STATE COLLEGE, PA - JANUARY 08: Cody Zeller #40 of the Indiana Hoosiers has the ball stripped from him by Jonathan Graham #25 of the Penn State Nittany Lions during the second half at the Bryce Jordan Center on January 8, 2012 in State College, Pennsylvania. The Indiana Hoosiers won, 88-82. (Photo by Patrick Smith/Getty Images)
The Nittany Lions will be looking to the forward to take the next step in the front court.
SB Nation Pittsburgh is profiling the Penn State basketball team's major contributors from last season, highlighting positives they can build upon and negatives they can work to improve this summer as they prepare for the 2012-2013 season. Today's subject: Jonathan Graham.
If there was an unsung hero on Penn State's NCAA Tournament team in 2010-2011, it was Jon Graham. As a redshirt freshman, he didn't see the floor while his teammates made an improbable run to the championship game of the Big Ten Tournament to earn a spot in the Big Dance.
But Graham was there in practice every day, pushing his older teammates and helping put them in a position to squeak their way in to the field of 68.
This past season, he got his own chance to contribute and made a solid first impression, averaging 3.9 points and 3.7 rebounds per game. He showed improvement down the stretch, too, boosting his averages to 4.5 points and 4.3 rebounds in the Nittany Lions' last six games.
Now, with retired teammate Billy Oliver and transfer Peter Alexis out of the picture at forward for Penn State, the Lions will be looking for Graham to take the next step and assert himself as a reliable option in the front court on both ends of the floor.
What He Did Well
-Penn State finished ranked No. 11 in the Big Ten in blocked shots last season with 2.4 per game. Graham was responsible for a little less than a third of that, swatting shots at an 0.7 per game clip, which slotted him No. 14 in the conference individually. There's certainly room to grow, but in just his first full season, this a good sign for Graham's ability to develop into a disruptive presence in the lane in the years to come.
-On the other end of the floor, Graham pulled down 1.7 offensive rebounds per game. He ranked behind teammates Ross Travis (1.8) and Cammeron Woodyard (1.7 per game, 68 overall to Graham's 44), but still managed to finished No. 15 in the conference in that department. Those extra chances to score are huge for a Penn State team that struggles to generate much offense. If Graham can continue to grow on this solid foundation, it'll be a big boost for the offense.

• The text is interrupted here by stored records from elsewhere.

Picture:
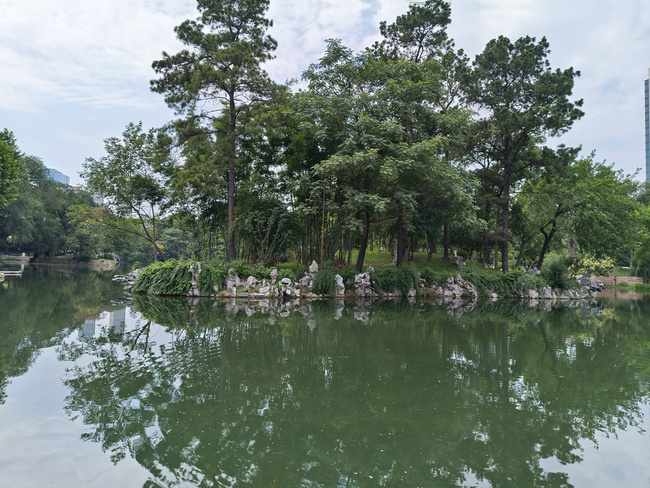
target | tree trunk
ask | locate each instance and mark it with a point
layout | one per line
(364, 240)
(399, 253)
(547, 242)
(445, 242)
(232, 157)
(505, 217)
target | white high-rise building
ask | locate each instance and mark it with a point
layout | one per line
(421, 2)
(647, 127)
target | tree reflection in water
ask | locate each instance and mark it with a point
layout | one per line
(333, 394)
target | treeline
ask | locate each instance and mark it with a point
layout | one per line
(405, 146)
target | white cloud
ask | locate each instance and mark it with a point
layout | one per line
(93, 58)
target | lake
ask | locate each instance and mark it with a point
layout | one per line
(97, 390)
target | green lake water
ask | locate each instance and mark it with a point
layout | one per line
(100, 391)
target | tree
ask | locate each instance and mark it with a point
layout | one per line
(524, 102)
(126, 177)
(35, 219)
(87, 233)
(584, 201)
(219, 76)
(11, 168)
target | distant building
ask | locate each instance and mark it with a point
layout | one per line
(647, 127)
(87, 330)
(117, 321)
(58, 176)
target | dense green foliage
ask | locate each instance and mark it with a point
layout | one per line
(11, 168)
(406, 146)
(324, 282)
(165, 278)
(512, 283)
(392, 279)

-Graham really made the most of his redshirt year in 2010-2011, bulking up his 6-foot-8 frame to a stout 220 pounds. This helped him handle the taxing Big Ten schedule well physically and stave off the burnout you sometimes see in younger players in the conference. He even showed flashes being able to use that size to his advantage on the offensive end, but ...
What He Can Improve
- ... his footwork is still a work in progress (see what I did there?). Graham got hit with an excessive number of travel calls in the post this season. There were times, of course, he had his way with the opposition down low. One stellar back-down of Indiana's Cody Zeller on Jan. 8 at the Bryce Jordan Center sticks out particularly, but far more often he'd turn the ball over by shuffling his feet and getting tagged with a walk. If Graham can get his feet under him, he could be a breakout candidate this coming season, so it'll be interesting to see if he can put in the work to really boost that scoring average.
-Free throws. Free throws. Free throws. Graham will be the first one to tell you this, too. He'd regularly be in the gym ahead of most of his teammates before practices this past season, just working on his form. Unfortunately, he didn't see a whole lot of results for his labor, as he finished the year shooting 39 percent from the stripe. If Graham can boost that percentage up even into the 50-60 percent range this season, it'd be a nice boost for the offense. We'll see if he's equal to the task.